The future of US overseas detention sites must be examined case by case, Homeland Security Secretary Janet Napolitano said on Tuesday, indicating moves to shut Guantanamo Bay may not serve as a model for other prisons. Critics have long seen Guantanamo as a stain on the US human rights record.
Napolitano said the US prison camp on Cuba had helped armed groups recruit militants because it had not been run in line with US values, and President Barack Obama was "very intent" on closing it by January 2010. "In particular Guantanamo, as you know, has become a recruitment tool... That's one of the reasons, when we do an analysis of 'Guantanamo open or closed?', the analysis is that we're better off with it closed from a safety aspect."
Asked if that analysis also applied to other detention centres such one at the main US military base at Bagram in Afghanistan, she said: "Each has to be considered in their own way. They're located in different places, they have different sets of detainees and I wouldn't paint that broad a brush."
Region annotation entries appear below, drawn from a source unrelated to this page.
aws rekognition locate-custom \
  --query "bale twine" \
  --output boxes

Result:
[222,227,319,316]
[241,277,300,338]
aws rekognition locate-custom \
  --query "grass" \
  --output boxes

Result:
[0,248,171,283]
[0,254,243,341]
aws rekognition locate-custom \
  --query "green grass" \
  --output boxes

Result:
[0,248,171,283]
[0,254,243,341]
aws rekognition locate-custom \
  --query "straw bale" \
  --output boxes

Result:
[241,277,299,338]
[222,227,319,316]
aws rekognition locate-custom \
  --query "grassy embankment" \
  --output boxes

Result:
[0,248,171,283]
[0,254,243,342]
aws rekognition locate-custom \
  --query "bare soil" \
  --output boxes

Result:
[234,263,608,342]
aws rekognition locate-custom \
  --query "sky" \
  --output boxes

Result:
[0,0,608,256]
There are 229 captives still being held at Guantanamo. The camp, opened after the September 11, 2001 attacks on the United States, drew international criticism for holding prisoners indefinitely, many without charge. US President Barack Obama ordered its closure within a year in one of his first acts of office, but has yet to decide what to do about Bagram, where more than 600 prisoners are held.
Obama is lobbying allies in Europe to accept prisoners from Guantanamo who are not seen to pose a security threat but cannot return to their home countries because of a risk of torture. Napolitano, on a tour which has already taken her to Ireland, said she would also travel to Portugal, Spain and Kuwait to discuss aviation security, cyber security and violent extremism. Napolitano said she would not be asking these countries to take in Guantanamo detainees on her trip because that effort was being led by the US State Department.
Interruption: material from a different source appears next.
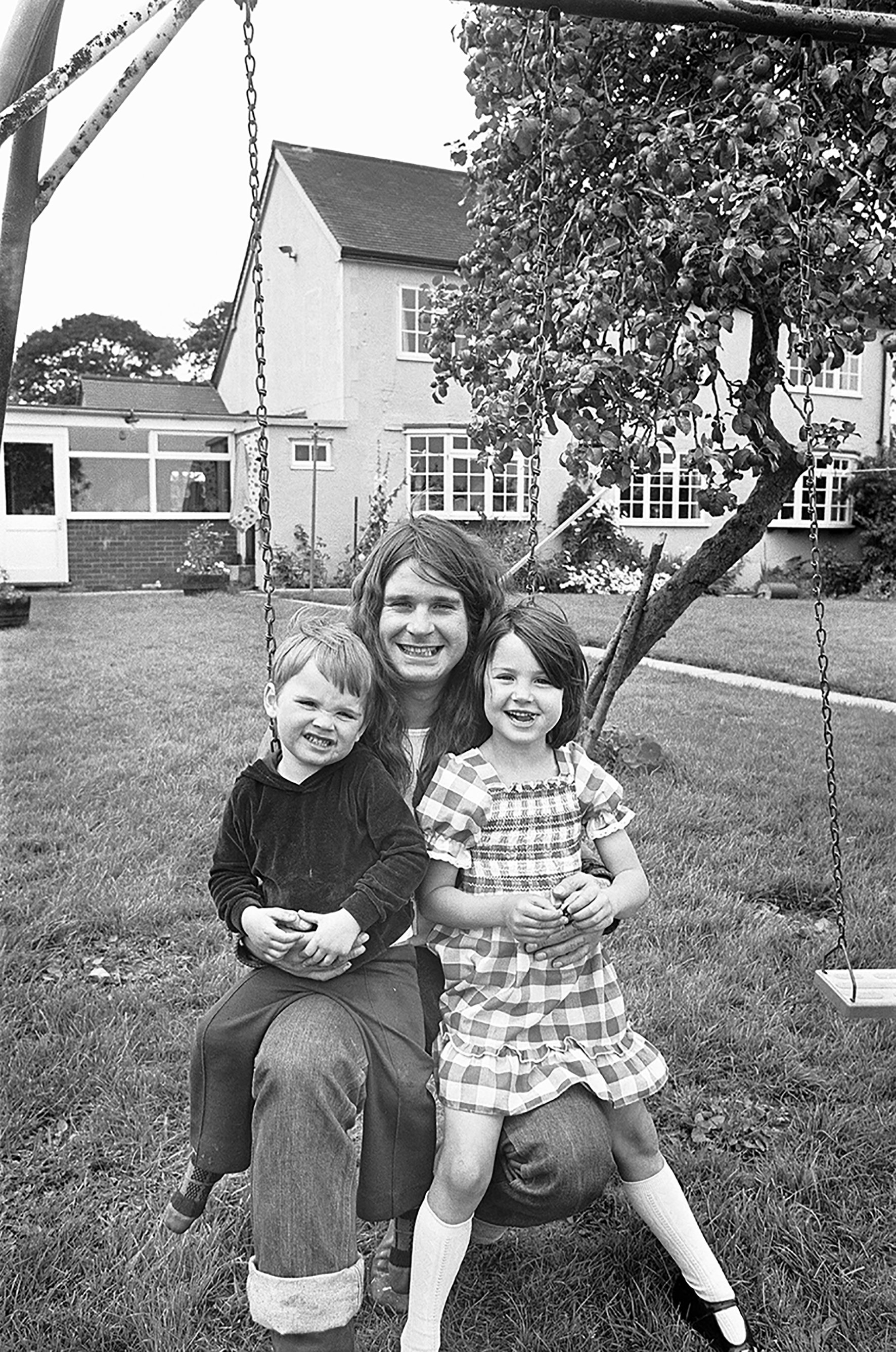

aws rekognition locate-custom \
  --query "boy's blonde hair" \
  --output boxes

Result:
[271,615,373,703]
She added the Obama administration still hoped to overcome resistance in Congress to its plan for transfers of some detainees to the United States but it was "impossible to say" when that effort would yield concrete results. Some US lawmakers who have expressed concern about bringing Guantanamo Bay prisoners to the United States say it would be too dangerous even to hold them in jail.
Lawmakers "want and deserve to have concrete information on which detainees, what's the cost and those kinds of details are bring worked up now", Napolitano said. Earlier in June, nine prisoners were transferred to Saudi Arabia, Bermuda, Iraq and Chad. One prisoner, Ahmed Khalfan Ghailani, accused of involvement in the 1998 US embassy bombings in Africa, was sent to New York and became the first detainee transferred to the United States for trial by civilian court.